Mr. Madoff’s crimes are well-documented and high profile. His arrest has given rise to a media niche on scan artists, including Montgomery County’s own “Madoff”, Robert L. Krikorian, who was recently convicted of a Ponzi scheme and sentenced to three to seven years in jail for bilking investors out of (a paltry) $870,500.00 over about four years. If you rip off your investors you are labeled a “Madoff.”

But in being duped, should people get the chance to redo the a Marital Settlement Agreement negotiated and executed years before the fraud was discovered? That is the question being asked in New York where a well-heeled couple split their assets in 2006, including a large investment account with Madoff. Wife pulled her money from the investment, while Husband kept his in. You probably can guess what happens next: Husband’s money gets lost in the Madoff scandal while Wife continues to live well in her Upper East Side apartment.


The question before the New York bar is whether Husband can sue to have the Marital Settlement Agreement reopened and the funds Wife retained redistributed to account for his Madoff loses. Sides are being taken in this dispute and many practitioners view a favorable outcome to Husband as having wide reaching implications to contract law and beyond; it calls into question whether a deal is ever really “done.”

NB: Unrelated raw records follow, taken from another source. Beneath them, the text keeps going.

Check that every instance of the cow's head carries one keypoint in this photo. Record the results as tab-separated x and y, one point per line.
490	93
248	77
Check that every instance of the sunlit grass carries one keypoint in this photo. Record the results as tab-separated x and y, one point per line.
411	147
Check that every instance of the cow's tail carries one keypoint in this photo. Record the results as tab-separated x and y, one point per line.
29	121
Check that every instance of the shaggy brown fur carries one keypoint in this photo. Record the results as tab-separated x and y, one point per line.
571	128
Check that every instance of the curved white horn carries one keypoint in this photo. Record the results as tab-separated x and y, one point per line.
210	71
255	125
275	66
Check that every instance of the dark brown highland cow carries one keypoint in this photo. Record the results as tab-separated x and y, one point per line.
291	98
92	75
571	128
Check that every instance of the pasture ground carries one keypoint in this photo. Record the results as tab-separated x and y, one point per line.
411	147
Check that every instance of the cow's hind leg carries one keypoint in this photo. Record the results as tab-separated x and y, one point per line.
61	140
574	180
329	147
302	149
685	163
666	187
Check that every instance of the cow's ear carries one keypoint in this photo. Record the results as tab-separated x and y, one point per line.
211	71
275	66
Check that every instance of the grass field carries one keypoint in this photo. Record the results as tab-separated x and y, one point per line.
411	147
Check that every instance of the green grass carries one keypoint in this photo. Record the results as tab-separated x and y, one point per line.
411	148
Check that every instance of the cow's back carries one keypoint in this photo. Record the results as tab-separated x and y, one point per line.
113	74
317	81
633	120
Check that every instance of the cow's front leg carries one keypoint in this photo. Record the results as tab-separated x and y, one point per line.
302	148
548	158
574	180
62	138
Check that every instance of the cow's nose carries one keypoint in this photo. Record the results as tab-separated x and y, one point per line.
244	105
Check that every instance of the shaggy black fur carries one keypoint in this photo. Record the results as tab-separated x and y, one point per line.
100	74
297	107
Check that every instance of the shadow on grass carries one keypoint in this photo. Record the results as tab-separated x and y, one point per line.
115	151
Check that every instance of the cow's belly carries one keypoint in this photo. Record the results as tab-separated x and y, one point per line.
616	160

The crux of Husband’s case rests on the argument that the parties’ Agreement (contract) is nullified by “mutual mistake;” they were both mistaken by the existence of an account with Madoff. It appears that Husband is arguing in that they were both mistaken their belief that they had an account containing millions of dollars with Madoff. – the Madoff fraud proves they, in fact, had no “account” with Madoff. So, even if they had moved $1 million dollars over to Madoff, they really weren’t investing it. Madoff stole just stole it…except for the $6.6 million cash payment Husband swung over to Wife from the account.


This case basically sets up the possibility that events subsequent to an agreement could allow for a total reexamination of the deal. Interestingly, we had (have) a national crisis over real estate values (many would argue millions of frauds were committed), yet I am not aware of any parties successfully trying to re-litigate a deal in which they kept the marital residence and off-set its equity value with cash assets. No one is successfully re-litigating their stock holdings that tanked. In my experience, a client and her husband split their stock account when they separated; my client moved her money into cash, while Husband – allegedly a financial guru – keep his in stocks. Two years later, my client has retained most of her money in cash, while husband has lost all of his money to his lifestyle and stock market.  Husband unsuccessfully argued that Wife should bear some of the liability because the assets were marital in nature, but the court held that he was responsible for his portion of the money.


In New York, Husband’s case looks, in many respects, as a brazen attempt to capitalize on a highly publicized crime for which neither party had any knowledge or control over. The only control they had was how they decided to invest their individual pieces of the marital estate after the divorce. Wife chose to pull her money out; Husband opted to keep his in. Wife mitigated her risk; Husband appeared to have raised the stakes.


After a trial court dismissal, the New York appellate court reached a 3-to-2 decision in favor of Husband’s right to sue to revise the deal based on “mutual mistake.” Whether he will successfully revise the deal remains to be seen.